Nias Utara, 86News.co – Polemik alamat dua dapur Satuan Pelayanan Pemenuhan Gizi SPPG Program Makan Bergizi Gratis MBG di kawasan Desa Fadoro Sitolu Hili, Kec. Lahewa, terus bergulir. Terbaru, Lurah Pasar Lahewa Darwan Salim Zebua menegaskan pihaknya tidak pernah mengeluarkan Surat Keterangan Berdomisili untuk SPPG dapur MBG Yayasan Cahaya Semesta Bersama.
Saat dikonfirmasi awak media di Lahewa, Darwan Salim Zebua menyampaikan, sepanjang bangunan SPPG beralamat Kelurahan Pasar Lahewa itu beroperasi, kelurahan tidak pernah menerbitkan surat domisili kepada pengelolanya.
Menurutnya hal ini dapat di jelaskan oleh pengelola maupun pemilik ruko sehingga tidak menjadi bahan pertanyaan di kalangan masyarakat lahewa “Ucap lurah”
Kronologi Polemik Alamat. Keberadaan dua bangunan dapur SPPG berlogo BGN itu berada lokasi yang sama dan berdekatan, sekitar 25 meter setelah gapura “Selamat Datang di Desa Fadoro Sitolu Hili” dari arah Simpang Afulu menuju Kec. Afulu.

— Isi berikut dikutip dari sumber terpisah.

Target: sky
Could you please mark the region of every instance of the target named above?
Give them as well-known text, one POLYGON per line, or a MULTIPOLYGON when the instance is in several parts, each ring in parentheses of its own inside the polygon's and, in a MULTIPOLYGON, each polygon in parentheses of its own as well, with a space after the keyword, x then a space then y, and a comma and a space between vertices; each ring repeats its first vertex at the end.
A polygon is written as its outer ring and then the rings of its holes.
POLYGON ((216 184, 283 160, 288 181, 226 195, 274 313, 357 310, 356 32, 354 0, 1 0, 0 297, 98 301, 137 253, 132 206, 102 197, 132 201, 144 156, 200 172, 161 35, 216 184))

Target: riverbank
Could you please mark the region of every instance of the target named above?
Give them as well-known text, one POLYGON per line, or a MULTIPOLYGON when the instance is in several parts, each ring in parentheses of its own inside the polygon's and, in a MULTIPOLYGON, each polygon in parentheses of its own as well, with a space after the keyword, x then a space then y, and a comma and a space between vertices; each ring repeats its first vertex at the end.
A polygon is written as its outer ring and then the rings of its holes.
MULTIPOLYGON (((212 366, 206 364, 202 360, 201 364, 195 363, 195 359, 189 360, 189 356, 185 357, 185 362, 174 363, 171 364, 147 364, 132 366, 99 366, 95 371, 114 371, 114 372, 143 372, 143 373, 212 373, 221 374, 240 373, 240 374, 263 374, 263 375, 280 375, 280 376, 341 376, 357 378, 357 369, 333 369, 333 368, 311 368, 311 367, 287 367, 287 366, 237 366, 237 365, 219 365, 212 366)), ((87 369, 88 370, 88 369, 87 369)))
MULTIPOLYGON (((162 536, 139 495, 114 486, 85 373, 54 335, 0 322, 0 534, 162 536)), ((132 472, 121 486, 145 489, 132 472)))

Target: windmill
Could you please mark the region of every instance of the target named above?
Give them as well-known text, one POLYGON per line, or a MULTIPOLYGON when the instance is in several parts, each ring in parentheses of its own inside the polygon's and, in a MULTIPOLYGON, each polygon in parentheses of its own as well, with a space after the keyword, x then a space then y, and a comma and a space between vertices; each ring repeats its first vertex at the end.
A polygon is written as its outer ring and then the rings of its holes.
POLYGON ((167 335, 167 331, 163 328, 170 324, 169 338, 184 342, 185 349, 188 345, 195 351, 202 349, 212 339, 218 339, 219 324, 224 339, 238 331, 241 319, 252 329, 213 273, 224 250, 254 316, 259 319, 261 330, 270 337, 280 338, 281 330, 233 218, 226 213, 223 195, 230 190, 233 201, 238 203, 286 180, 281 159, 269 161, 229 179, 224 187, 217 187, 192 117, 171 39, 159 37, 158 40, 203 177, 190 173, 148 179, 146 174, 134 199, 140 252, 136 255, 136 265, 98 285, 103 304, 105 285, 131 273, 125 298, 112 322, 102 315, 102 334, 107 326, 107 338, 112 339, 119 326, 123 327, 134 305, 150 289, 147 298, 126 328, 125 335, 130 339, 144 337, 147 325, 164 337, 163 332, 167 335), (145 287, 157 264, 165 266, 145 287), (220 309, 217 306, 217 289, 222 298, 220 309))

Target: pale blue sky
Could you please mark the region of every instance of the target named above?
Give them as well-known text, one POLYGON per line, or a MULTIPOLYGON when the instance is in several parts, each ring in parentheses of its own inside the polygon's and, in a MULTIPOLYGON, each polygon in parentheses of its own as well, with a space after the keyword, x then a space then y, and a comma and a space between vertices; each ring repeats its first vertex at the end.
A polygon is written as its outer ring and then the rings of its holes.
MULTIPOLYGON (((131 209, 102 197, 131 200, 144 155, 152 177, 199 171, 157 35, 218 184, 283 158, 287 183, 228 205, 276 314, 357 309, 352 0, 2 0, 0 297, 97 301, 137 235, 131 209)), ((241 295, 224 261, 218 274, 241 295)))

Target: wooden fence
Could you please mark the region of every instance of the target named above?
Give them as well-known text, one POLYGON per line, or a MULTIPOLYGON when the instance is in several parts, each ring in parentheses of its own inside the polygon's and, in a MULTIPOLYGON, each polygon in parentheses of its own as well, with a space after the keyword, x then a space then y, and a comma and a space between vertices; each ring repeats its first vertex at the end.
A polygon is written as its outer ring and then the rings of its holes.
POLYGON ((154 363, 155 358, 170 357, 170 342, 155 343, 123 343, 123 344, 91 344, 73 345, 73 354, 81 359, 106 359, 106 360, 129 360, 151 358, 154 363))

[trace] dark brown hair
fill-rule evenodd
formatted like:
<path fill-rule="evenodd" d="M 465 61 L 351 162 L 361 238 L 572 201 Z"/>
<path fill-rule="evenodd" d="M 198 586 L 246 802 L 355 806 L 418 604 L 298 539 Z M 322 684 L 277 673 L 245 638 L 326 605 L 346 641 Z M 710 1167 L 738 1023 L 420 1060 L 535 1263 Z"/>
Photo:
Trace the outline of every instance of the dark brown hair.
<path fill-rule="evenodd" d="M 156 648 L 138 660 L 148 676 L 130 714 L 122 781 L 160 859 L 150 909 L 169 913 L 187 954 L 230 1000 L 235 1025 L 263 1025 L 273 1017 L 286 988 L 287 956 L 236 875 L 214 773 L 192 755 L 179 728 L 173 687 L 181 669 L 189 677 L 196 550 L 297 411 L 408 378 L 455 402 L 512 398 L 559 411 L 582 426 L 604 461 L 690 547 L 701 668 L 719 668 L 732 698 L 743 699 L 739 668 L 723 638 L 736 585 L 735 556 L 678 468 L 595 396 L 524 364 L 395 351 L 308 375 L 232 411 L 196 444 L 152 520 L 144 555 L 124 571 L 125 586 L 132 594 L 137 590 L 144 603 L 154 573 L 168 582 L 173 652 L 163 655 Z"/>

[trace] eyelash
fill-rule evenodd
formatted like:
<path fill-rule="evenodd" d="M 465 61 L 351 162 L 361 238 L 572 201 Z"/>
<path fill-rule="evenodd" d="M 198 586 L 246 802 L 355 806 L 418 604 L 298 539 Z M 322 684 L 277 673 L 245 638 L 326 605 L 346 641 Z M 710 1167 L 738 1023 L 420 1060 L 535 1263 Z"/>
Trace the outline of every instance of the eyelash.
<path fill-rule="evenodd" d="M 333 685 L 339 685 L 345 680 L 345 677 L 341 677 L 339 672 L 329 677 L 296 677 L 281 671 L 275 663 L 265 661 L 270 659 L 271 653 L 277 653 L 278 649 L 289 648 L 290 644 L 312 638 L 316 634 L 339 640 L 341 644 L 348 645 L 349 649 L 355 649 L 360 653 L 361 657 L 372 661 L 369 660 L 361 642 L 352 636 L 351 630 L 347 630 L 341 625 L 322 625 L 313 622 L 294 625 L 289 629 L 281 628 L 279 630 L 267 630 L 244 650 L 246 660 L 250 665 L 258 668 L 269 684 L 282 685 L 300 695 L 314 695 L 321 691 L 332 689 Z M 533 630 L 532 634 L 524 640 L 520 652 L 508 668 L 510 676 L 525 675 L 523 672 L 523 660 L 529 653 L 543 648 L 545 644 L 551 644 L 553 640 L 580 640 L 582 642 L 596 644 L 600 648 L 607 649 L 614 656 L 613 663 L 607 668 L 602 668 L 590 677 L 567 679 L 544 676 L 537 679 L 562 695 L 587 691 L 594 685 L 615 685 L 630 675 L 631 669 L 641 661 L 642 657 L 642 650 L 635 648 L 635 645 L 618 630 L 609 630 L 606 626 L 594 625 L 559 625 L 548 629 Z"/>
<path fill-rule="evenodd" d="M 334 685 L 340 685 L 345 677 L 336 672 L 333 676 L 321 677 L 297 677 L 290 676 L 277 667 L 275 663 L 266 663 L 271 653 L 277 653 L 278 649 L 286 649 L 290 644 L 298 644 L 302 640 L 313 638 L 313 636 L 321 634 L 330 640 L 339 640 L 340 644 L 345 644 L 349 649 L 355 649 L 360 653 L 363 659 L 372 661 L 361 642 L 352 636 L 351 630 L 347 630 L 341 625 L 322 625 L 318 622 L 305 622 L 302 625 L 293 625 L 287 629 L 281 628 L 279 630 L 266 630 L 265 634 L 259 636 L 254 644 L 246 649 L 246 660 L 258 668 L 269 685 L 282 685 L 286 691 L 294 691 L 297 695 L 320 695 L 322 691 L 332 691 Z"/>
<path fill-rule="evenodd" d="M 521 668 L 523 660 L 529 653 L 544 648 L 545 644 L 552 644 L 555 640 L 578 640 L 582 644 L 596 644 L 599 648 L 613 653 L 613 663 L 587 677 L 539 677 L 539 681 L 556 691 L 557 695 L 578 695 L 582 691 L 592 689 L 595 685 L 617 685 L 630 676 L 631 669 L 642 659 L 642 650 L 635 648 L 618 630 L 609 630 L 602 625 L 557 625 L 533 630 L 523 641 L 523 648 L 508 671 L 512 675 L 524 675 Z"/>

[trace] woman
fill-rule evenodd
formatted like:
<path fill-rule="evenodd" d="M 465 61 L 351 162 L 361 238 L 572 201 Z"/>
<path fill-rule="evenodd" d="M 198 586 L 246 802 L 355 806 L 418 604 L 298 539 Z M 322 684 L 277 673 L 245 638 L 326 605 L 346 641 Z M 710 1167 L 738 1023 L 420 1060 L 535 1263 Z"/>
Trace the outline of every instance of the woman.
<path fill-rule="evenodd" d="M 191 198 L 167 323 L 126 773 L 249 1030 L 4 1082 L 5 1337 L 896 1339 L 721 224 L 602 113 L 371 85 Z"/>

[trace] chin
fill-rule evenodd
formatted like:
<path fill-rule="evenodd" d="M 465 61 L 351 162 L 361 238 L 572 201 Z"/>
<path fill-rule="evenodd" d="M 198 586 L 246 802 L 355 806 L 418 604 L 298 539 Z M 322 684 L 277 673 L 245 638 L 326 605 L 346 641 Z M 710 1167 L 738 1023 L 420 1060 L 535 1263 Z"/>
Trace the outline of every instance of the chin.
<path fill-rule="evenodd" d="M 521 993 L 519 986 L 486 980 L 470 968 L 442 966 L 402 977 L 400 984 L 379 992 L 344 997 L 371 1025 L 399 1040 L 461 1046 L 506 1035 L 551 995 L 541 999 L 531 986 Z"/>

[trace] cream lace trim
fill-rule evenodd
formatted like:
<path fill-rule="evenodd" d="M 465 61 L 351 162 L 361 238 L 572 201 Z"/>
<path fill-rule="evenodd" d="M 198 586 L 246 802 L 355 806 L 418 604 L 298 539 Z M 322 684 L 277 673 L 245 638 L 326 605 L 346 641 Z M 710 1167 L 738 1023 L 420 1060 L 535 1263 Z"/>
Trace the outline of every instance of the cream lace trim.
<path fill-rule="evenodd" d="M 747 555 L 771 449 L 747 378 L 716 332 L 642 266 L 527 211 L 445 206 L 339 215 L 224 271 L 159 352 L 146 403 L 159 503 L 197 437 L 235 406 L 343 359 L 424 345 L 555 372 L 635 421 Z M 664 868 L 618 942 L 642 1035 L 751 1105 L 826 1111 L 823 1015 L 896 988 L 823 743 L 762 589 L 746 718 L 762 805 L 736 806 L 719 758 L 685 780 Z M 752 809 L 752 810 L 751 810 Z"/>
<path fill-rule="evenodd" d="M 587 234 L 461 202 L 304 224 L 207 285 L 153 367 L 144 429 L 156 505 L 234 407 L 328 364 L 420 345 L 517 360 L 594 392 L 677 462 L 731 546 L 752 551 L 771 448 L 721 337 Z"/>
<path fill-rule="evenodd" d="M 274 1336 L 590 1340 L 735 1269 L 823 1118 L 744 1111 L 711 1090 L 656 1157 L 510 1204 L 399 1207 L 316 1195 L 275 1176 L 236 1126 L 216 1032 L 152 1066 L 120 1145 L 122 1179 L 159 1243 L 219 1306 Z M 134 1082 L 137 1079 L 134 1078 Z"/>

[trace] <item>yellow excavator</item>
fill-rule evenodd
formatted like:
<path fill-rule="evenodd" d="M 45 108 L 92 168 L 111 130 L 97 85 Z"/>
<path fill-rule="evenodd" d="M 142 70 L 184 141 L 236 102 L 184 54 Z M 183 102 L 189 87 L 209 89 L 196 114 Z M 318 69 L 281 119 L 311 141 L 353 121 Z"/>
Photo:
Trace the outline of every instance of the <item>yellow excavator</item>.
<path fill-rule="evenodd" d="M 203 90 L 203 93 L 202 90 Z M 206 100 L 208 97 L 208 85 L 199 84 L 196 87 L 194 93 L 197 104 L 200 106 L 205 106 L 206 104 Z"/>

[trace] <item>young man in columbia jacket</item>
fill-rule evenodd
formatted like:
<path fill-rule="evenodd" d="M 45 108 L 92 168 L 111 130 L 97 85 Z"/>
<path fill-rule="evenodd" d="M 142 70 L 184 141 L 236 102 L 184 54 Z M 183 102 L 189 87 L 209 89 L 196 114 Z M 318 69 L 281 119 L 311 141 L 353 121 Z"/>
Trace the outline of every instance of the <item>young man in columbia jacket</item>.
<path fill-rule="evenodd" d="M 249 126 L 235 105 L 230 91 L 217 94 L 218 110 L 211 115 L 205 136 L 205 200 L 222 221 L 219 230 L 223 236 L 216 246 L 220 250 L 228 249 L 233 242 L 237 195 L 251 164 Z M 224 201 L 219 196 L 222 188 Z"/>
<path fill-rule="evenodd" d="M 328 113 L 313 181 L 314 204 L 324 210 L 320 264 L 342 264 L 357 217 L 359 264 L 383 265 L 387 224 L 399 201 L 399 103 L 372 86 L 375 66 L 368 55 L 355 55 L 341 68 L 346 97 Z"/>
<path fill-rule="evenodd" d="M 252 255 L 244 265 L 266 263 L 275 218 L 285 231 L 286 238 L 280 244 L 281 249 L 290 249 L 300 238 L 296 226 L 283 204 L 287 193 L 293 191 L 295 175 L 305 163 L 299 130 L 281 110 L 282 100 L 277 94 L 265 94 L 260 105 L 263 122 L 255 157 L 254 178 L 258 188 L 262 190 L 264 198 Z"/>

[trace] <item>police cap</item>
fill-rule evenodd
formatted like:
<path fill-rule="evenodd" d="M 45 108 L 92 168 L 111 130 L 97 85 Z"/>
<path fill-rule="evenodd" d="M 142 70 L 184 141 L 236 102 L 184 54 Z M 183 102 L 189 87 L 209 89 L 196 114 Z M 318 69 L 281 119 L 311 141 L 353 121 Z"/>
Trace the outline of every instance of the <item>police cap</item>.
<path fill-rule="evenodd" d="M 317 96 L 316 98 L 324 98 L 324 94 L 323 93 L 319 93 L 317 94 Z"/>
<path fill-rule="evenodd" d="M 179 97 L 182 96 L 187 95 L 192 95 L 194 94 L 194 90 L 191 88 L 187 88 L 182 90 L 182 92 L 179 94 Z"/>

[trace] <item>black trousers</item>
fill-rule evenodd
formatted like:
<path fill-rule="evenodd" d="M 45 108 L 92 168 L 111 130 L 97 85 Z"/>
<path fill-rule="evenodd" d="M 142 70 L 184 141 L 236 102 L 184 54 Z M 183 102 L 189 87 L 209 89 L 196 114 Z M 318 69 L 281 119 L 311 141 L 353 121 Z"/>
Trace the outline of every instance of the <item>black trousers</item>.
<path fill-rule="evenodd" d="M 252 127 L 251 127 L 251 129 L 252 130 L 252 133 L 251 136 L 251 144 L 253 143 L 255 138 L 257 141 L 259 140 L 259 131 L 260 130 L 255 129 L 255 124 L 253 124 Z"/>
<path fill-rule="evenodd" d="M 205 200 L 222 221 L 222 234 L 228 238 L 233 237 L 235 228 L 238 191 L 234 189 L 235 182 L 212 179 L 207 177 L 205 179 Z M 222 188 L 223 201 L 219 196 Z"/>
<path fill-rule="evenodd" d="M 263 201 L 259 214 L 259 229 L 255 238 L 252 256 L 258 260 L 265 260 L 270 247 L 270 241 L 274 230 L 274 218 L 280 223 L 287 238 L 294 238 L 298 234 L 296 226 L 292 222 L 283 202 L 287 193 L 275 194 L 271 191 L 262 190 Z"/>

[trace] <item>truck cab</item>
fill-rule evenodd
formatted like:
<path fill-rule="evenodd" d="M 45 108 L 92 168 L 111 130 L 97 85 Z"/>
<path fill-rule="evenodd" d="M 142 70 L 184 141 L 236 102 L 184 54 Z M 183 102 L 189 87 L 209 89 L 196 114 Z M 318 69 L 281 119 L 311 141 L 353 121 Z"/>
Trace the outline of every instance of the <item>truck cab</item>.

Dulunya berdesain ruko 2 unit dengan cat eksterior abu muda dan putih, kini difungsikan sebagai dapur masak SPPG.
Yang disorot warga: meski berada satu kawasan berdekatan, kedua bangunan tertulis alamat administrasi berbeda. Satu beralamat Desa Fadoro Sitolu Hili, satunya lagi beralamat Kelurahan Pasar Lahewa.
Warga Pertanyakan Batas Wilayah.Secara geografis, warga menilai lokasi bangunan sudah melewati gapura batas desa sehingga masuk wilayah administrasi Desa Fadoro Sitolu Hili, bukan Kelurahan Pasar Lahewa. Ketidaksesuaian alamat pada papan nama memunculkan pertanyaan.
“Intinya tak salah kalau alamat bangunan itu Desa Fadoro Sitolu Hili karena memang secara lokasi berada di wilayah desa. Dan alamat surat pembelian lokasi pembangunan juga sudah jelas beralamat Desa fadorositeluhili kecamatan Lahewa kabupaten Nias Utara.Yang jadi pertanyaan, mengapa dapur MBG yang satu beralamat Kelurahan Pasar Lahewa?” demikian aspirasi warga yang diposting Aris Harefa, Sabtu (20/06/2026).
Aris Harefa bersama warga lainnya juga mempertanyakan status batas wilayah antara Desa Fadoro Sitolu Hili dengan Kelurahan Pasar Lahewa. Mereka berharap ada kejelasan dari pemerintah desa dan kelurahan agar tidak menimbulkan kebingungan administrasi.
Tuntutan Transparansi.
Aspirasi warga menyentuh proses penetapan lokasi SPPG MBG. Mereka meminta penjelasan apakah ada perubahan batas wilayah desa/kelurahan, serta mekanisme penentuan titik lokasi SPPG agar akuntabel dan sesuai aturan.
Aris Harefa dan beberapa warga meminta Pemkab Nias Utara dan Badan Gizi Nasional BGN turun langsung mengecek lapangan. Tujuannya agar program MBG berjalan sesuai prosedur, tepat sasaran, dan tidak menimbulkan polemik administrasi di masyarakat.
Hak Jawab Terbuka
Hingga berita ini diterbitkan, konfirmasi resmi dari Kepala Desa Fadoro Sitolu Hili, Camat Lahewa, BGN, dan instansi terkait di Pemkab Nias Utara masih diupayakan.
Sesuai UU No.40 Tahun 1999 tentang Pers, redaksi membuka ruang hak jawab dan hak koreksi seluas-luasnya bagi Kepala Desa Fadoro Sitolu Hili, Lurah Pasar Lahewa Darwan Salim Zebua, Camat Lahewa, BGN, dan pihak terkait lainnya.
Klarifikasi diharapkan meluruskan informasi terkait batas administrasi wilayah dan legalitas lokasi dua dapur SPPG tersebut.